594 Views Asked by At

I am trying to insert 38000 records in BigQuery using Streaming insertAll method.

But first I am getting error as:

Insert operation not performed 
com.google.cloud.bigquery.BigQueryException: Read timed out 

Then after increasing the timeout time as:

RetrySettings retrySetting = RetrySettings.newBuilder().setTotalTimeout(Duration.ofMinutes(90))
  .build();
BigQueryOptions bigqueryOptions = BigQueryOptions.newBuilder()
  .setRetrySettings(retrySetting).build();
BigQuery bigquery = bigqueryOptions.getDefaultInstance().getService();

... I'm getting another error:

Insert operation not performed 
com.google.cloud.bigquery.BigQueryException: Connection reset

Please help, how can I insert all records in BigQuery?

2

There are 2 best solutions below

0
On

Best approach for you to identify a filed over which you can create different Custer's of data.
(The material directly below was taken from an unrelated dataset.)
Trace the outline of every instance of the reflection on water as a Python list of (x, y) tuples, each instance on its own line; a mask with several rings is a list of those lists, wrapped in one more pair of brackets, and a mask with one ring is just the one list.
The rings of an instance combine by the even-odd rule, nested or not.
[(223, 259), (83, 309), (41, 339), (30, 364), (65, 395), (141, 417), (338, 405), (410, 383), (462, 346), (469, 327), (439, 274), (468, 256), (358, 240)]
Once you have identified different Cluster's based on identified filed (e.g. id, date, or etc) then try to load each cluster data individually. Provided each cluster data is less that maximum limit of (10K). You also need to make sure that each n numbers of cluster's data should be loaded simultaneously.

0
On

Maybe you are hitting limits:

Maximum rows per request: 10,000 rows per request

A maximum of 500 rows is recommended. Batching can increase performance and throughput to a point, but at the cost of per-request latency. Too few rows per request and the overhead of each request can make ingestion inefficient. Too many rows per request and the throughput may drop.

A maximum of 500 rows per request is recommended, but experimentation with representative data (schema and data sizes) will help you determine the ideal batch size.

Try splitting data in chunks.